Section 8: ACTIVE AND PASSIVE VEHICLE BARRIERS
Active Barrier Systems. Commercially available active vehicle barrier systems are
presented in this section. This listing is only a compilation of reference material and does not imply
endorsement by the government, nor is it a complete listing of vehicle barriers that are
commercially available. Selection of a specific barrier should be based on site conditions and
results of the design, selection, and installation checklist provided in Section 7.5. Results of this
checklist can be used to establish cost, operational, performance and environmental requirements
and select the optimum active and passive barriers from those presented in this section. Users are
advised to consult with manufacturers on current and more detailed information regarding products
and options available. See Appendix A for a list of manufacturers.

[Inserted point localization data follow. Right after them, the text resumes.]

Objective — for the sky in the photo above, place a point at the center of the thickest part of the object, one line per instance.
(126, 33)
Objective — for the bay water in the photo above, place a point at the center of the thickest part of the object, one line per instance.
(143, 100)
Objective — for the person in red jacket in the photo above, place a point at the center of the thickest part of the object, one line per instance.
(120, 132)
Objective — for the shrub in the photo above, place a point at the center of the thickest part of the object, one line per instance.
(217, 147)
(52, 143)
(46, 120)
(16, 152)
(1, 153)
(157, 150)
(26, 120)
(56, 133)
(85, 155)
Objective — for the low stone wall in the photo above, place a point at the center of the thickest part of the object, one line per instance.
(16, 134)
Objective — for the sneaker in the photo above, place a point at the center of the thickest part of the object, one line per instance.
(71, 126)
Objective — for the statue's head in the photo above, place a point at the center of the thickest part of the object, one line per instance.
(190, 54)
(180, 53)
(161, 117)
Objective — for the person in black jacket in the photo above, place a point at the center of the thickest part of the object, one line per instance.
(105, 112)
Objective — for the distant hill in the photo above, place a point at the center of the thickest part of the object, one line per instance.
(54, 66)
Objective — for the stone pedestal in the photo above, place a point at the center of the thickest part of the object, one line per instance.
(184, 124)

NOTE: Information provided below is current as of August 1998, unless otherwise
stated. Cost for selected barriers (those certified by DOS) is provided in Appendix C. A
consolidated list of active barriers, kinetic energy, and penetration data is provided in
Crisp and Associates Vehicle Surface Barrier.

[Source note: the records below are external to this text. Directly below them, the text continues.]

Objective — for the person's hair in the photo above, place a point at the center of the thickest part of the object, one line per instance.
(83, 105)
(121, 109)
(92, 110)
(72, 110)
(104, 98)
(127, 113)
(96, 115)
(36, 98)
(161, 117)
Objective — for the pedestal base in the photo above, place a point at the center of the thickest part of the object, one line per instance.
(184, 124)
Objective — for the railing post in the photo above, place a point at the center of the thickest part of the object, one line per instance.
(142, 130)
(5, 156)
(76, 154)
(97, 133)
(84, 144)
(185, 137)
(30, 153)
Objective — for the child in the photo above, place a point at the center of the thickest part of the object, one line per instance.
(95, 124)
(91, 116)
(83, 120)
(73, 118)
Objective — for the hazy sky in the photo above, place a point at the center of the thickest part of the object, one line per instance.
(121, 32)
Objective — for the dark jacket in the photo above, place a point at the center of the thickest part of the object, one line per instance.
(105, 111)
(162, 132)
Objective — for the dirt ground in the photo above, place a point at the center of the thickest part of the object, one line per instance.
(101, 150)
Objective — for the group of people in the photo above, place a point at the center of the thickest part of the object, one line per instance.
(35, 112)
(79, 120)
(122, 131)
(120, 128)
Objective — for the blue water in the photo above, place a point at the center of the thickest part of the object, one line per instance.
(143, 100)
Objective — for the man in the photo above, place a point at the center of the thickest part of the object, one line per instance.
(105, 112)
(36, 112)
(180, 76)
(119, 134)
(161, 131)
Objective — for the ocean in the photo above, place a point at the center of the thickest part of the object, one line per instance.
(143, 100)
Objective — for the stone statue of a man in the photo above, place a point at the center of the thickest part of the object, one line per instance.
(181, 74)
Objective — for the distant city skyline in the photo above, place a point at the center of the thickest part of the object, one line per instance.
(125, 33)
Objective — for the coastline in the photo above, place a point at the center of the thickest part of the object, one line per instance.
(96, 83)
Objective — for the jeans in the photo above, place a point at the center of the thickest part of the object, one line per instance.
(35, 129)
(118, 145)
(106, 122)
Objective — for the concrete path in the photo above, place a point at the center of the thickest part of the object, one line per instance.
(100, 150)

Description. The vehicle surface barrier (VSB) shown in Figure 10 is a movable, self-
contained, portable (Model VSB 80187-P10) or fixed (Model VSB 80187-F10) roadway barrier. It
can be controlled as a manned checkpoint. Standard equipment is a 50-foot (15.2-meter) cord
attached to a control box. For unmanned control, options include either an electric card reader or
keypad. The self-contained hydraulic system is located in the curb panels and sealed to prevent
fluid leaks. The unit can be placed on any roadway or other flat surface (with passive barriers
installed to prevent bypass). Once the electricity is connected, the system is operational. This
barrier is best used for temporary installations, where high water table is a concern, or where
portability is a requirement. Contact the manufacturer for current cost information. The DOS has
certified this barrier. Performance and cost data are shown in Table 4.
Testing. The VSB was tested by the Naval Facilities Engineering Service Center
(NFESC) at a vehicle barrier test bed in China Lake, California. Upon impact, the cab of a 15,200-
pound (6,909-kg) truck, moving at 50.5 mph (81 kph), was crushed by the impact. The VSB, with
the truck on top, slid 9.2 feet (2.8 m).